Thermally activated delayed fluorescence exciplex emitters for high-performance organic light-emitting diodes

• Published in: Materials horizons Vol. 8; no. 2; pp. 41 - 425
• Main Authors: Zhang, Ming, Zheng, Cai-Jun, Lin, Hui, Tao, Si-Lu
• Format: Journal Article
• Language: English
• Published: Cambridge Royal Society of Chemistry 01.02.2021
• Subjects: Charge transfer; Electroluminescence; Emitters; Emitters (electron); Fluorescence; Light emitting diodes; Organic light emitting diodes
• ISSN: 2051-6347; 2051-6355; 2051-6355
• DOI: 10.1039/d0mh01245a

Owing to their natural thermally activated delayed fluorescence (TADF) characteristics, the development of exciplex emitters for organic light-emitting diodes (OLEDs) has witnessed booming progress in recent years. Formed between electron-donating and electron-accepting molecules, exciplexes with intermolecular charge transfer processes have unique advantages compared with unimolecular TADF materials, offering a new way to develop high-performance TADF emitters. In this review, a comprehensive overview of TADF exciplex emitters is presented with a focus on the relationship between the constituents of exciplexes and their electroluminescence performance.

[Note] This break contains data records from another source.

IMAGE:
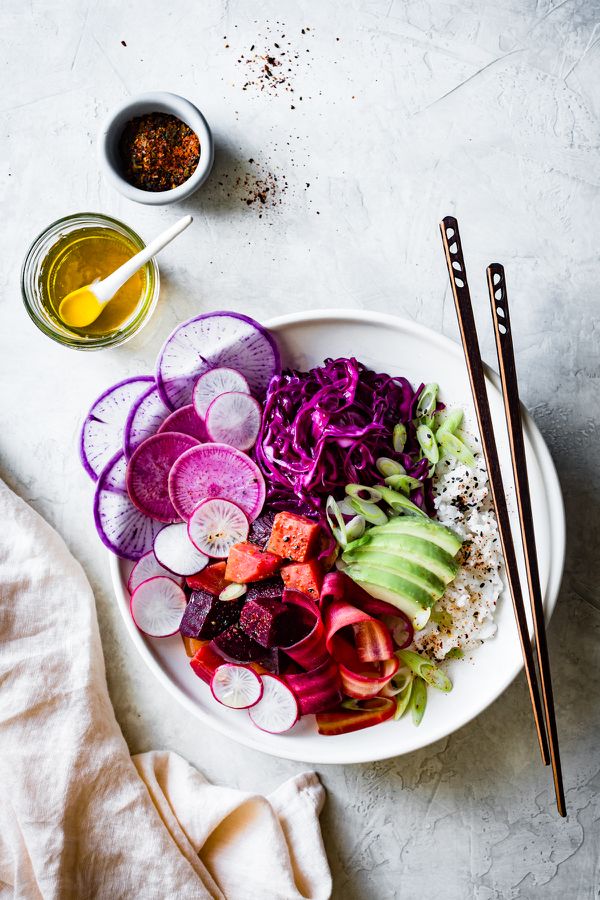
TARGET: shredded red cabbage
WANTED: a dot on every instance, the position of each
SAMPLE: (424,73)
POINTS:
(326,428)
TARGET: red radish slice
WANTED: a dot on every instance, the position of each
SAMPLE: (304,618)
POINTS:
(145,418)
(237,687)
(211,341)
(157,606)
(216,470)
(174,550)
(148,473)
(234,419)
(149,567)
(277,709)
(216,525)
(214,383)
(121,527)
(102,431)
(185,421)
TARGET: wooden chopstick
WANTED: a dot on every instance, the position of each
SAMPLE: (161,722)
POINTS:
(470,342)
(510,391)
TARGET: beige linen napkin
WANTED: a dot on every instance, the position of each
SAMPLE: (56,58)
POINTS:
(78,817)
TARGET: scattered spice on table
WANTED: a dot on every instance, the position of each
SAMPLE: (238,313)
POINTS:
(159,152)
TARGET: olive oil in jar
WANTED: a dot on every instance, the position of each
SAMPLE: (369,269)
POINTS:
(87,255)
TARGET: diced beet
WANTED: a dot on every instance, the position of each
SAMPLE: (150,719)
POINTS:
(211,579)
(238,645)
(247,562)
(304,577)
(205,616)
(260,530)
(294,537)
(264,620)
(271,587)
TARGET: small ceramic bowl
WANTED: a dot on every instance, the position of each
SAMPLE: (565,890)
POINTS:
(162,102)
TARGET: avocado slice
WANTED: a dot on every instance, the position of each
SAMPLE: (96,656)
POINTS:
(393,590)
(422,528)
(403,566)
(405,546)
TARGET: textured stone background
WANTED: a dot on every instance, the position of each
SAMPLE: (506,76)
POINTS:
(400,112)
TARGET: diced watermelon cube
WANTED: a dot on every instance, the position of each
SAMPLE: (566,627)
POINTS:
(247,562)
(304,577)
(294,537)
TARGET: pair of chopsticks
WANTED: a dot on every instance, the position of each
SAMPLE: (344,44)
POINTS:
(542,702)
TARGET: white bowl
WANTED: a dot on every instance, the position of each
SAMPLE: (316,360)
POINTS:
(162,102)
(398,347)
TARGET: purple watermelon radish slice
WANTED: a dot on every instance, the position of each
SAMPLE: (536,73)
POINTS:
(102,430)
(145,418)
(148,473)
(210,341)
(121,527)
(186,421)
(216,470)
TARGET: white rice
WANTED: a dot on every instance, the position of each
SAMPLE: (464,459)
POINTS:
(464,504)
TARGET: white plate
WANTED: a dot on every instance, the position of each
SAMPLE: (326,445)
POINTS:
(399,347)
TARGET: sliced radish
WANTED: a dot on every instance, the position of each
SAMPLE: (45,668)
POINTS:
(157,606)
(145,418)
(216,470)
(102,431)
(216,525)
(235,686)
(214,383)
(277,709)
(174,550)
(148,473)
(234,419)
(121,527)
(186,421)
(149,567)
(211,341)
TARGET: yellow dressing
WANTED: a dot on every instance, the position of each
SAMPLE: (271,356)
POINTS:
(87,255)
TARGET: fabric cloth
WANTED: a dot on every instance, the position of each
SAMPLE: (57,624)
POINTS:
(78,817)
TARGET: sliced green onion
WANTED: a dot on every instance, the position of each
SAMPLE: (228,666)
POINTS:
(427,401)
(233,591)
(358,490)
(398,502)
(388,467)
(370,511)
(450,423)
(399,437)
(428,443)
(418,700)
(426,669)
(454,447)
(403,483)
(335,520)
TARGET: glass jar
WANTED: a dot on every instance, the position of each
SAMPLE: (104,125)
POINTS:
(47,320)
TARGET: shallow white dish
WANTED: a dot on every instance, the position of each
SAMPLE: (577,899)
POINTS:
(399,347)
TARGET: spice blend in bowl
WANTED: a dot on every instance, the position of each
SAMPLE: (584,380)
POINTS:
(159,152)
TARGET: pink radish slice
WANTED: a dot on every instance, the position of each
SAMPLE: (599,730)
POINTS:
(216,470)
(149,567)
(174,550)
(277,709)
(214,383)
(157,606)
(216,525)
(145,418)
(148,473)
(102,431)
(185,421)
(234,419)
(121,527)
(210,341)
(235,686)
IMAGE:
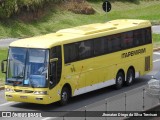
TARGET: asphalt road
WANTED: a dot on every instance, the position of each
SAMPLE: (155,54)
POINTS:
(79,101)
(7,41)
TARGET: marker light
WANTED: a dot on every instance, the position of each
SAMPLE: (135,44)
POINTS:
(9,90)
(40,92)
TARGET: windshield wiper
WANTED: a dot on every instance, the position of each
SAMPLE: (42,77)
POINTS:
(18,77)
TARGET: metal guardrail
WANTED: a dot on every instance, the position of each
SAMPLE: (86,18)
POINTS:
(138,99)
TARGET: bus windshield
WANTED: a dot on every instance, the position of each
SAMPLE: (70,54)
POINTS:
(27,67)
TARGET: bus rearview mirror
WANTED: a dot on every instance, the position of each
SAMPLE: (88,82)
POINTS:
(3,66)
(53,60)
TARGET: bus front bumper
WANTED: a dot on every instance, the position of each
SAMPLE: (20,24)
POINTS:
(28,98)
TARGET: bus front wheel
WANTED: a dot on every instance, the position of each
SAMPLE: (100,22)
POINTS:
(130,77)
(119,80)
(64,96)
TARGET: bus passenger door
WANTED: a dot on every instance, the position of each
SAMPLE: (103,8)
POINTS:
(73,70)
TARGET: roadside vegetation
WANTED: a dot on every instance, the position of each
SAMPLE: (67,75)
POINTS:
(3,56)
(54,16)
(58,16)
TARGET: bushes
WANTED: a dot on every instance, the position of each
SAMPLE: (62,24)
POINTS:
(10,7)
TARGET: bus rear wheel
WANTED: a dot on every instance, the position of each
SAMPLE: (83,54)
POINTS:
(130,77)
(119,80)
(65,95)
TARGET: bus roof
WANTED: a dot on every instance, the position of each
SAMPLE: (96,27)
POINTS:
(81,33)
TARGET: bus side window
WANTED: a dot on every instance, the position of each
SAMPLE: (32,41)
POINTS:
(127,40)
(148,35)
(85,49)
(100,46)
(70,52)
(55,67)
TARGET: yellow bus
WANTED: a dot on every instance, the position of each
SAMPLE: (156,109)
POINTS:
(73,61)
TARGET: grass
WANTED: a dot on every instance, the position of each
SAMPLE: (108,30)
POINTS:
(53,20)
(3,56)
(156,40)
(57,19)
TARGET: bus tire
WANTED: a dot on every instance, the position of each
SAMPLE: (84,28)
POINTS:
(119,80)
(65,95)
(130,77)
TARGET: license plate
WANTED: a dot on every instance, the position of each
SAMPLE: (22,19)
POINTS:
(23,97)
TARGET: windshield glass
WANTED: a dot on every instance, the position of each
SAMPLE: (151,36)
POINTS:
(28,67)
(17,57)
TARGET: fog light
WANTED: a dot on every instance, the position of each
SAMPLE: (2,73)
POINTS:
(39,98)
(9,96)
(9,90)
(40,92)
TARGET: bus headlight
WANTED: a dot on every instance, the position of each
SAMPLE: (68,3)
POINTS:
(40,92)
(9,90)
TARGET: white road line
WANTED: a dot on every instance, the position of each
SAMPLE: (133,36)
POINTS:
(156,53)
(156,60)
(6,104)
(48,118)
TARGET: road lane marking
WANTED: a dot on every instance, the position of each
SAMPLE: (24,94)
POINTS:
(48,118)
(156,60)
(6,104)
(156,53)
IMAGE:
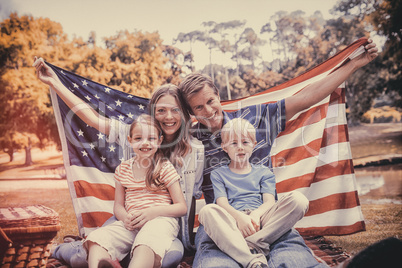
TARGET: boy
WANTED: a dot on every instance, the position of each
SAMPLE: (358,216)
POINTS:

We summarize and discuss the latest and most significant developments of TADF exciplex emitters. Notably, the design principles of efficient TADF exciplex emitters are systematically categorized into three systems within this review. These progressive achievements of TADF exciplex emitters point out future challenges to trigger more research endeavors in this growing field. Owing to their natural thermally activated delayed fluorescence (TADF) characteristics, the development of exciplex emitters for organic light-emitting diodes (OLEDs) has witnessed booming progress in recent years.